Poles of expression or function

## Syntax

poles(f,var)
P = poles(f,var)
[P,N] = poles(f,var)
[P,N,R] = poles(f,var)
poles(f,var,a,b)
P = poles(f,var,a,b)
[P,N] = poles(f,var,a,b)
[P,N,R] = poles(f,var,a,b)

## Description

poles(f,var) finds nonremovable singularities of f. These singularities are called the poles of f. Here, f is a function of the variable var.

P = poles(f,var) finds the poles of f and assigns them to vector P.

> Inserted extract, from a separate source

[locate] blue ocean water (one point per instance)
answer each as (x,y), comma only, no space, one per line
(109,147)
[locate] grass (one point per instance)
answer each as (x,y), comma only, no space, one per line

[P,N] = poles(f,var) finds the poles of f and their orders. This syntax assigns the poles to vector P and their orders to vector N.

[P,N,R] = poles(f,var) finds the poles of f and their orders and residues. This syntax assigns the poles to vector P, their orders to vector N, and their residues to vector R.

poles(f,var,a,b) finds the poles in the interval (a,b).

P = poles(f,var,a,b) finds the poles of f in the interval (a,b) and assigns them to vector P.

[P,N] = poles(f,var,a,b) finds the poles of f in the interval (a,b) and their orders. This syntax assigns the poles to vector P and their orders to vector N.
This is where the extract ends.